Joaquín / Benítez / Jbenitez@ Diariodecadiz.com

Así cualquiera

CÁDIZ se olvida de que cuando la ciudad se disfraza, muchos nos vemos obligados a seguir adelante con nuestras rutinas. Nuestra profesión nos imposibilita paréntesis alguno. Pero casi nadie se acuerda de eso, y así, nos vemos obligados a sufrir este acoso de la fiesta y de sus ociosos festejadores. Un ejemplo: llega el Carnaval, y el Ayuntamiento se lía a liberar gran parte del poco espacio que tenemos para aparcar, para permitir esos tercermundistas tenderetes en los que el turrón y la garrapiñada son su mejor manjar. O para dejar que un señor con su plancha particular venda, sin apenas control sanitario, bocadillos de filetes o de bacón.

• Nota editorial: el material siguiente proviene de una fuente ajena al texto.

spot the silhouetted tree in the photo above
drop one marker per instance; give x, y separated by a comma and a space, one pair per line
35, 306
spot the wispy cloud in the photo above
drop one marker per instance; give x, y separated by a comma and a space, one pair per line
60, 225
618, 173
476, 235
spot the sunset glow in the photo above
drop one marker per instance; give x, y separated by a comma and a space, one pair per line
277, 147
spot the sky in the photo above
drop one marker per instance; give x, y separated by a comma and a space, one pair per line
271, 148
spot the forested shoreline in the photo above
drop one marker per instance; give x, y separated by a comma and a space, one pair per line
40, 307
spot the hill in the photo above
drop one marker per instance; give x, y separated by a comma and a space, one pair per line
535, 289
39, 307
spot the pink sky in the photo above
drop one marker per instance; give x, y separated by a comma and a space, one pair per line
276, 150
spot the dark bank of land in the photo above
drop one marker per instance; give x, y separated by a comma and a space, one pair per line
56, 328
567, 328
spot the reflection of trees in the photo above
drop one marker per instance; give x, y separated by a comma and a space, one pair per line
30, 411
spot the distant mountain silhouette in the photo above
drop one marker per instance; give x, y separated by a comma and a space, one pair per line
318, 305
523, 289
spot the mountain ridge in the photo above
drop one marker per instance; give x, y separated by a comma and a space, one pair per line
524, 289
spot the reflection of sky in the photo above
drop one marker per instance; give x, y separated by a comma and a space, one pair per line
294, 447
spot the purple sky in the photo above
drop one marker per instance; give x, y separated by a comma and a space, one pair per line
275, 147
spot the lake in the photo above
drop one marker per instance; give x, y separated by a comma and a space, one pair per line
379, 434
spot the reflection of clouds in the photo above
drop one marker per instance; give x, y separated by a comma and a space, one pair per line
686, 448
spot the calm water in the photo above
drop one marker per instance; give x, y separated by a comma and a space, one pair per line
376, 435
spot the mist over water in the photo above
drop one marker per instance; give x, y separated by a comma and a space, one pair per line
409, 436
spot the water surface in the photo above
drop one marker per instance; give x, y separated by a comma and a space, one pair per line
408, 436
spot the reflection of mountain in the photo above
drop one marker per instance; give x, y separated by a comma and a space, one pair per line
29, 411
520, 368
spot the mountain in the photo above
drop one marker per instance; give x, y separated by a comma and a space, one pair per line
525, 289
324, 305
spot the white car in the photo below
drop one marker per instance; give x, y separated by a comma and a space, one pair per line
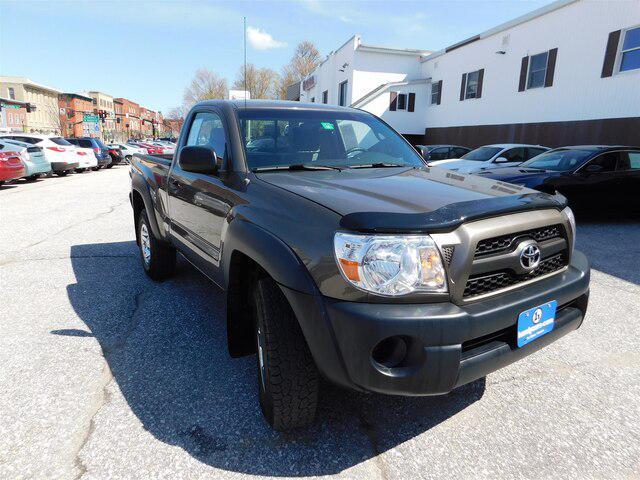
35, 162
491, 156
59, 153
128, 150
86, 159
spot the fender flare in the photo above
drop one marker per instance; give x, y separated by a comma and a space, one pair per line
139, 185
268, 251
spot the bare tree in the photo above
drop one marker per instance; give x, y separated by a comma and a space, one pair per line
305, 59
260, 82
205, 85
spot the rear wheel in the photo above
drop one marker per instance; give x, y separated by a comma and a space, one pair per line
287, 374
158, 259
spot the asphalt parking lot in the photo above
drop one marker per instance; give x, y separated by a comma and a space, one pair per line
106, 374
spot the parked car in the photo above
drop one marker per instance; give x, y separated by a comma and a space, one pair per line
115, 154
11, 167
32, 157
592, 177
60, 154
491, 156
86, 158
100, 150
344, 256
128, 150
441, 152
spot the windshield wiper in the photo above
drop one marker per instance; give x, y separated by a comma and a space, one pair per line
380, 165
296, 167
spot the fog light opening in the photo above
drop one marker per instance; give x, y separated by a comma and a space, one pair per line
391, 352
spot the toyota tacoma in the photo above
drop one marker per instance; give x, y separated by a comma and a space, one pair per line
343, 256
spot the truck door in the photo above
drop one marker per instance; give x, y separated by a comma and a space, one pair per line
198, 202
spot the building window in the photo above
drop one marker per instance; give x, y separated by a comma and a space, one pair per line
435, 93
402, 101
630, 50
471, 86
342, 95
537, 70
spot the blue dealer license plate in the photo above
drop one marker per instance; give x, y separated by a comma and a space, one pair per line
535, 322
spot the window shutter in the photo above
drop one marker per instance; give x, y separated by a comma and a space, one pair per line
480, 77
610, 54
551, 67
524, 66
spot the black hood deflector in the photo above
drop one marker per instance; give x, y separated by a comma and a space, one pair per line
449, 217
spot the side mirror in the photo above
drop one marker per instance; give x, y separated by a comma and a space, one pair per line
593, 168
198, 159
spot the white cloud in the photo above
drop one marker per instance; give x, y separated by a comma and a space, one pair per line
261, 40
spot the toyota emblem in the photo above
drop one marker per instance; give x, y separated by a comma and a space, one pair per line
530, 257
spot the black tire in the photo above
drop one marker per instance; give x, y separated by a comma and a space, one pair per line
160, 263
287, 375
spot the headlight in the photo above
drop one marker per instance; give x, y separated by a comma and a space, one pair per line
572, 222
390, 265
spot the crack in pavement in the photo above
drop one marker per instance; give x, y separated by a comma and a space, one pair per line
105, 380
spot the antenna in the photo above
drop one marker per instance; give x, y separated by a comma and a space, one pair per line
244, 23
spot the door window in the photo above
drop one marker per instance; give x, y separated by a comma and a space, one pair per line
207, 130
513, 155
607, 162
532, 152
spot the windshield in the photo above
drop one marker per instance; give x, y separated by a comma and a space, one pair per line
481, 154
59, 141
560, 160
281, 138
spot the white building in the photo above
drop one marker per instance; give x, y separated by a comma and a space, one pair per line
567, 73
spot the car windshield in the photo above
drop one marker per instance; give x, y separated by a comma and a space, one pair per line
560, 160
275, 138
481, 154
59, 141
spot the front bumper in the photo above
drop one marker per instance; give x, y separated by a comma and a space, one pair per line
448, 345
63, 166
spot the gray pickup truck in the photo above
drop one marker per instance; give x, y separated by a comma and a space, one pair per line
343, 256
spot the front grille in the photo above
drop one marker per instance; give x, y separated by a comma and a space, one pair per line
447, 253
487, 283
504, 243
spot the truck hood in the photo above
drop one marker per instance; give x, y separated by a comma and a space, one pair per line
392, 199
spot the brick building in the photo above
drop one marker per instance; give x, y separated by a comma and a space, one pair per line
129, 117
77, 118
13, 115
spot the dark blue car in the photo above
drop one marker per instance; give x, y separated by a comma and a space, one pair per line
592, 177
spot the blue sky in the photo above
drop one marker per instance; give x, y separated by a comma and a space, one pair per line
148, 51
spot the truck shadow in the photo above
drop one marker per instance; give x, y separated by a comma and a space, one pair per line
166, 347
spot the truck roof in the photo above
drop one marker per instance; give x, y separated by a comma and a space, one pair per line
276, 104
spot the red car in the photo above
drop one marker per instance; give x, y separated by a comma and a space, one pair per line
11, 167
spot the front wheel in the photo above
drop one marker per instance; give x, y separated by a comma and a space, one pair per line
158, 259
287, 374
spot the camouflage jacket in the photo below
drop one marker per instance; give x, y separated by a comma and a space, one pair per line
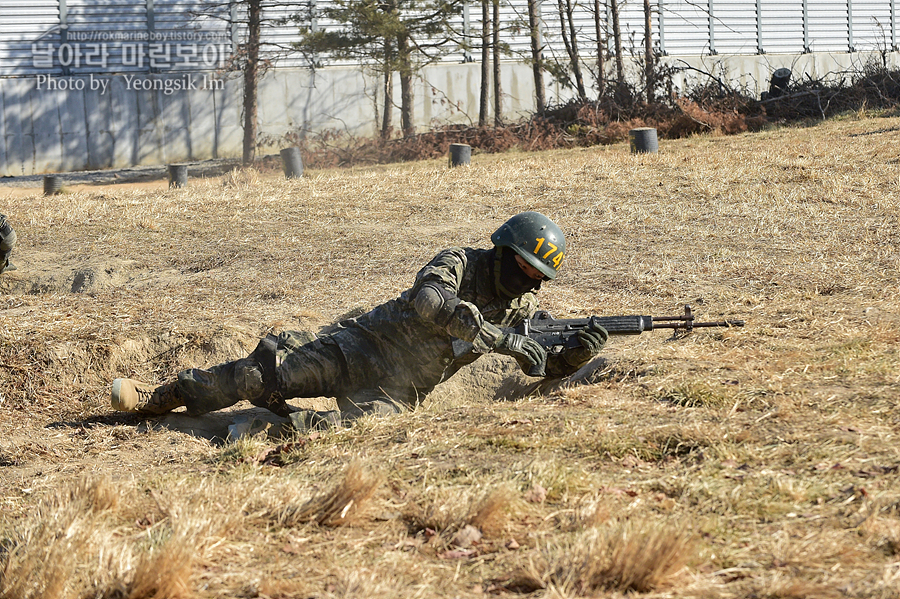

Casualmente, la ciudad goza ahora de nuevas plazas de aparcamientos subterráneos, en los que, si decidimos dejar nuestros vehículos durante la jornada laboral, resultaremos con lo comío por lo servío. Todo sea por sacarle algo de jugo a esta fiesta que creo que cada vez deja menos dinero en la ciudad.